O advogado de Fernanda abriu um processo criminal por agressão, que foi concluído em 2018 com a penalização do homem a prestar serviços comunitários. O assediador é um engenheiro de cerca de 30 anos, que negou todas as acusações, mas não conseguiu provar suas declarações. Na quinta (5), a sentença da segunda ação ajuizada sobre o fato, dessa vez de natureza cível, condena o agressor a pagar R$ 15 mil de indenização por danos morais, mas ainda cabem recursos para ambas as partes.
“Sempre participei do carnaval, sempre animada, mas depois disso desanimei um pouco. Não sou mais tão frequente. Adoro a época, mas infelizmente me deparei com esse homem sem noção. Ele chegou a ameaçar meu advogado”, diz. Para ela, mesmo que a conscientização sobre o assunto tenha melhorado ainda falta educação aos homens. “Agem como se fossem superiores, tratam a mulher como nada. São abusivos e não conseguem aceitar o não. É a cultura no Brasil, uma coisa generalizada, um machismo enraizado. É preciso educar desde pequeno, disseminar o conhecimento. Foi um episódio traumático, mas, por outro lado, uma grande rede de apoio se formou.”
Punições para o crime
O advogado especialista em direito civil e processo civil Pedro Paulo Polastri explica que o assédio sexual pode ser tipificado de algumas formas, como, por exemplo, no ambiente de trabalho, quando é praticado por um superior hierárquico sobre seu subordinado. “Cotidianamente, o assédio sexual é praticado de várias formas. Preponderantemente, as mulheres são as principais vítimas”, afirma.

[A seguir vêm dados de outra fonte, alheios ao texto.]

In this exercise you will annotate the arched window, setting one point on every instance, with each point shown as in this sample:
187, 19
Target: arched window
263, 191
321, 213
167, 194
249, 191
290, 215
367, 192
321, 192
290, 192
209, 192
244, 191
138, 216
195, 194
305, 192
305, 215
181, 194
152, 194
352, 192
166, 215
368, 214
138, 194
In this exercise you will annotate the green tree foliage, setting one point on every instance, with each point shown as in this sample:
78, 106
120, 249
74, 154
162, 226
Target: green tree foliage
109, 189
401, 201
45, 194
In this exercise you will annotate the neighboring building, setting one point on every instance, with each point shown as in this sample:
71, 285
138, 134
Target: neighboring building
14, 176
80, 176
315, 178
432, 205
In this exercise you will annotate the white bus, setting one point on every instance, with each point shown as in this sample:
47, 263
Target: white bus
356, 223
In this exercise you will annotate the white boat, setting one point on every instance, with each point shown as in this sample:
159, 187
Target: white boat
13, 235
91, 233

A característica principal do abuso é a conduta praticada sem o consentimento da outra parte. E há diferença entre assédio e importunação sexual. O advogado esclarece que, apesar de os dois atos estarem estritamente ligados, o assédio normalmente é uma conduta em que uma pessoa em posição hierarquicamente superior, seja em razão do cargo ou função exercida em relação à outra, a constrange com intenção de obter vantagem ou favorecimento sexual, o que é tipificado no Código Penal, no artigo 216-A.
“No que concerne à importunação sexual, caracteriza-se quando alguém, sem a anuência do outro, pratica qualquer ato tido como libidinoso tão apenas com o objetivo de obter vantagem sexual para si ou para terceiro, também tipificado no Código Penal, no artigo 215-A. A partir de 2018, qualquer tipo de assédio ocorrido na rua, ou em algum ambiente fora do trabalho passou a ser considerado importunação sexual, quando o importunado sofre por parte de um terceiro alguma investida de cunho sexual, seja uma 'cantada', encostar em qualquer parte do corpo sem o consentimento, ou importunar de qualquer forma”, explica.
Em relação ao assédio sexual, um agravante se dá quando a conduta é investida contra menores de 18 anos de idade, ou quando alguém é constrangido a praticar ou permitir que com ele se pratique ato libidinoso, ou aconteça qualquer violação do seu corpo, o que pode ser considerado estupro. O autor da contravenção está sujeito a responder a processo criminal e pode ser condenado à pena de um a dois anos de detenção para o caso de assédio sexual, e de um a cinco anos de reclusão em caso de importunação sexual.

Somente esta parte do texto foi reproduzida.